Hand calculations are to be used whenever possible. It is the preferred method for simple and quick calculations and is necessary even for the more complex scenarios where it is preferable to use FEA. The reason for this is validation. Calculating a simple free-body-diagram and comparing to the simulation will ensure the simulation is on the right track.
However, hand calculations will not easily deliver detailed information and accuracy when using FEA on complex simulations. This is where FEA shines and becomes critical in competitive markets. Being able to analyze a part and obtaining detailed information on weak and strong points will enable material and strength optimizations and confidence in the overall design.
Often codes allow for less conservative designs if developed with an FEA to identify weak or problem areas with far greater accuracy than can be accomplished using hand calculations. Some codes in fact require the use of FEA to meet their regulations.
Physical testing can be expensive. There are the obvious costs involved in materials and labour to produce testing samples or prototypes, procure testing equipment, logistically arrange and execute the testing and possibly repeat to verify design improvements. Often FEA offers a means to provide just as much insight, if not typically more, at a lower cost.
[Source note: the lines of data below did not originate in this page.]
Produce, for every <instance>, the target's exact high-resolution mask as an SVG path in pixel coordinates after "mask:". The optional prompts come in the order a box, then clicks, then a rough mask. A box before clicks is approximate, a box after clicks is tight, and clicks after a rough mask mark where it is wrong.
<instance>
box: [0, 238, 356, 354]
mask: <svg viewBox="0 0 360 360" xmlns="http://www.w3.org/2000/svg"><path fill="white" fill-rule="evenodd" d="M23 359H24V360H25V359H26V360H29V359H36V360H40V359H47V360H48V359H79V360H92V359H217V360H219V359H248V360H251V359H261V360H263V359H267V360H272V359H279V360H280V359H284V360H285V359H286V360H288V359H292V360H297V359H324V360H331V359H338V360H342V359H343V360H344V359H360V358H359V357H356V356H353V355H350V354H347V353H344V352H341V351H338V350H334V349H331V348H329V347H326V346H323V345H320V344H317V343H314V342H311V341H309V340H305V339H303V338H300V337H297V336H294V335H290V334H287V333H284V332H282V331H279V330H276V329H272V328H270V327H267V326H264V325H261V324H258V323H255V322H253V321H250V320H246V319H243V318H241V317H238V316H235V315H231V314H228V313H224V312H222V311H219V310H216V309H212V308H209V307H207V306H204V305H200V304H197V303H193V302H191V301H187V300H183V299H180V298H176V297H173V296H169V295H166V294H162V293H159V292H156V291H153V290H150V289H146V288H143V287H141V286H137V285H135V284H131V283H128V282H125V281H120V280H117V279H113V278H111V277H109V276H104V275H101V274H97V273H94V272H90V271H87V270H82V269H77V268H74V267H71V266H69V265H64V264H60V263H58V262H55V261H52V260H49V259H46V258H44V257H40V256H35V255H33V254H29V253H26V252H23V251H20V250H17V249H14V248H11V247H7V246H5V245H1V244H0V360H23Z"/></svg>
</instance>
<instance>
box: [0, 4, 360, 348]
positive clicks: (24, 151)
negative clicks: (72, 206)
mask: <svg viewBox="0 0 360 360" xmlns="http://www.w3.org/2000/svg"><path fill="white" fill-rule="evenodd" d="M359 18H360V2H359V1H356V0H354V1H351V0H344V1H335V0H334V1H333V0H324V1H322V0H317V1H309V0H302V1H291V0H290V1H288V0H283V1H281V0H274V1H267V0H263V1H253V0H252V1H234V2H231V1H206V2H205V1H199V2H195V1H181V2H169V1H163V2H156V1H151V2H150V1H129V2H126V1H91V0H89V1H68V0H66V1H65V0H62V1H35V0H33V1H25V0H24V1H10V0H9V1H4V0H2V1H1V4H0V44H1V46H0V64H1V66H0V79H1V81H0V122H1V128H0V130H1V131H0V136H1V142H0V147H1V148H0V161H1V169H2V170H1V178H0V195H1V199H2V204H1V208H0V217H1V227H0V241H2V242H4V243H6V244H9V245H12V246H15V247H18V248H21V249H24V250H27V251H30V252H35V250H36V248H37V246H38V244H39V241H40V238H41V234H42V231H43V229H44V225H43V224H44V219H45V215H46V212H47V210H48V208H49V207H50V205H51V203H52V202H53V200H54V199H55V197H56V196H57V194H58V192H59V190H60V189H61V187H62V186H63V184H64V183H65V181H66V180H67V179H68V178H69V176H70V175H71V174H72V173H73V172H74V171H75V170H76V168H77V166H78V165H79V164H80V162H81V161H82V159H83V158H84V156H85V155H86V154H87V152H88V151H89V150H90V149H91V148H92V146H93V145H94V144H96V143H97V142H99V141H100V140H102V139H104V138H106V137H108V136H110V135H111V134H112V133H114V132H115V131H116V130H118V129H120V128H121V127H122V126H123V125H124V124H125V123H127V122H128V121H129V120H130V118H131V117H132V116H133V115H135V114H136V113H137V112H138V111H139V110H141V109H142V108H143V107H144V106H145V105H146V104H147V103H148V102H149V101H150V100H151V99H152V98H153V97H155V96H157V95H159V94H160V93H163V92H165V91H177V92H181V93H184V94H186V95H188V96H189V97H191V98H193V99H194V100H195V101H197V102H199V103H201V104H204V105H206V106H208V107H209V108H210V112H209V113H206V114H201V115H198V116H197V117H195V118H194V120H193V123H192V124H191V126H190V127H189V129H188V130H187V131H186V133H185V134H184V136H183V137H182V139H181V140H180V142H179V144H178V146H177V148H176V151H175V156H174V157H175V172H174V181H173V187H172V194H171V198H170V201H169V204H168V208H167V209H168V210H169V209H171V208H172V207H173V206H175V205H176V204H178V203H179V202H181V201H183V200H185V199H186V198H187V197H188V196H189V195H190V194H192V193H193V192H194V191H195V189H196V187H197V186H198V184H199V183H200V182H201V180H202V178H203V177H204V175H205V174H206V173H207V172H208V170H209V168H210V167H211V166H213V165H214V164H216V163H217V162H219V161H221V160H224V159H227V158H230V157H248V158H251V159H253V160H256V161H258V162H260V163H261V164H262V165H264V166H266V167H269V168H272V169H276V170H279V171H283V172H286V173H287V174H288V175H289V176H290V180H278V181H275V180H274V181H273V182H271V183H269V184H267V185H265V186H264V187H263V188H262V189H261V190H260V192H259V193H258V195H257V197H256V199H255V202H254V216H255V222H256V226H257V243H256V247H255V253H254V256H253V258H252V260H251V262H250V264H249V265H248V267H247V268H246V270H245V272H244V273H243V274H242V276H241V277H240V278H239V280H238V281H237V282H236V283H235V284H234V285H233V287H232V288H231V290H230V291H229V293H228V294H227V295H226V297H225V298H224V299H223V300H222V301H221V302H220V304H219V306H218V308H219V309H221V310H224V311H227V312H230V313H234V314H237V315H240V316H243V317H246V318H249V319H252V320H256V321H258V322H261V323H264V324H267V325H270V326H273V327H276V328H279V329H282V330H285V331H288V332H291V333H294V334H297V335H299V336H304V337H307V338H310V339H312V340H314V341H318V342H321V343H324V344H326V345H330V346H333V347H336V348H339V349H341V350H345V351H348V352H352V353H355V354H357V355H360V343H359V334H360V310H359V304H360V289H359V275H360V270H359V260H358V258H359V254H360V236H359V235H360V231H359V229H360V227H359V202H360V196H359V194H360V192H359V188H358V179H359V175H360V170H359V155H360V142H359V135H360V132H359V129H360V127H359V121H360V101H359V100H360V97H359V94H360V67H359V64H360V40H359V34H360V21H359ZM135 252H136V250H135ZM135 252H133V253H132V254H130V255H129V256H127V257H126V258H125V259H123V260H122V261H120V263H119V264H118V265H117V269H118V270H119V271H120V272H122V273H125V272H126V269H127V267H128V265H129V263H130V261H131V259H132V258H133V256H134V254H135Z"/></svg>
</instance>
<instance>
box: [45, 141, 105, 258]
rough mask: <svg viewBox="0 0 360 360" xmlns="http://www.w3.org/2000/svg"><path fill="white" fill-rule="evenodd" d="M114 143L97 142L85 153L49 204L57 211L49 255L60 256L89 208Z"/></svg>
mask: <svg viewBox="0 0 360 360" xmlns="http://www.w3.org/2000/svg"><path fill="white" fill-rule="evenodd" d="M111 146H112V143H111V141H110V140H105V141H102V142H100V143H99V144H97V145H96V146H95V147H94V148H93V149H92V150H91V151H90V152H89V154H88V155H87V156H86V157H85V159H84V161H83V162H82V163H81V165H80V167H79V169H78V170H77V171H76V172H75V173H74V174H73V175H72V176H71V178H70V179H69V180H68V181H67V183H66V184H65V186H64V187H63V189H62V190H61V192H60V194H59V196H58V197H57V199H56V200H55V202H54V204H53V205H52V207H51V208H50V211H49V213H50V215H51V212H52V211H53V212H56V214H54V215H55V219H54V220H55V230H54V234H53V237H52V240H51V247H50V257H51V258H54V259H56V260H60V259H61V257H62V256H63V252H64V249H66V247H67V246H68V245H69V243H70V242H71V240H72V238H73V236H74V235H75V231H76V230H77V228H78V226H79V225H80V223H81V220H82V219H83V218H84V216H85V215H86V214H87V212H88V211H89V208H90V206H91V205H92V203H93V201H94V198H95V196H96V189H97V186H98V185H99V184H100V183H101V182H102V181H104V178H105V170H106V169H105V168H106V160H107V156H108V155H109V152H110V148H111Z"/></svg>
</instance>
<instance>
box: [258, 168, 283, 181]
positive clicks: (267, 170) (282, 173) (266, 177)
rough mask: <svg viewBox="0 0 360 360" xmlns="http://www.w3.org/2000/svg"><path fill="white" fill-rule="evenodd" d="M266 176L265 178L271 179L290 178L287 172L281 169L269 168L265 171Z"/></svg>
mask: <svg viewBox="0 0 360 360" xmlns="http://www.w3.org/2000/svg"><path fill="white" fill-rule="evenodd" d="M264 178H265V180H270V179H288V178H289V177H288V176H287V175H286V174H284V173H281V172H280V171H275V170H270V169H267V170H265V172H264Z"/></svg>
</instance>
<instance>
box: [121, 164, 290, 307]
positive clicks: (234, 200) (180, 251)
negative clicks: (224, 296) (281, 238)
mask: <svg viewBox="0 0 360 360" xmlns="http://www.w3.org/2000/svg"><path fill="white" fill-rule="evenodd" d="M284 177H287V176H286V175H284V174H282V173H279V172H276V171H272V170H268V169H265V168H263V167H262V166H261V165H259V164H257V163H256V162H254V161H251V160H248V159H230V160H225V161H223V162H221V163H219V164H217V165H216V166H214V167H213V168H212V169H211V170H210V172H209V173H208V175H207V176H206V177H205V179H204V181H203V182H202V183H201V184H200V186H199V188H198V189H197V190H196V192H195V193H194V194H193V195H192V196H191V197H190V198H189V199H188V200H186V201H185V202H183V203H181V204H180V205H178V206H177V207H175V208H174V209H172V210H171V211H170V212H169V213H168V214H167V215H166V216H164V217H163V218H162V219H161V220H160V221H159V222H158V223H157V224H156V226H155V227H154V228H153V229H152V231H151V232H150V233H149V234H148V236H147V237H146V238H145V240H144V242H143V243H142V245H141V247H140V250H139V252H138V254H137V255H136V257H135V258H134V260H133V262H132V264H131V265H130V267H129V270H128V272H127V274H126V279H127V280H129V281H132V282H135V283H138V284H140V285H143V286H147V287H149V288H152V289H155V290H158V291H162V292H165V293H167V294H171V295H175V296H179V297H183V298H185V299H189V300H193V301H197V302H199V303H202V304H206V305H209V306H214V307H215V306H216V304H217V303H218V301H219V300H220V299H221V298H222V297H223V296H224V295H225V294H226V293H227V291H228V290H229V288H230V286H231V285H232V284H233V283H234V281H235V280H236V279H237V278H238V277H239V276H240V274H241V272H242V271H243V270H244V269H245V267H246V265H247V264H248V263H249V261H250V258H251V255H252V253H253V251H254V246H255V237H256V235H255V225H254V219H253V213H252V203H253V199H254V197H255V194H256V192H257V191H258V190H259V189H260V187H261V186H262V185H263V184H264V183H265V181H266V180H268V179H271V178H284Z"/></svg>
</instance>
Many more tests and test iterations can be done. Performance measurements can be taken that would physically be impossible or too cost-prohibitive to measure. Environmental conditions can be easily altered. There are many features available to the FEA analyst that proves it a valuable tool that has become a common part of the design process. Physical testing should still be done at some point in a design’s implementation; however, virtual testing and simulation helps to get to that final design stage more quickly and more cost effectively.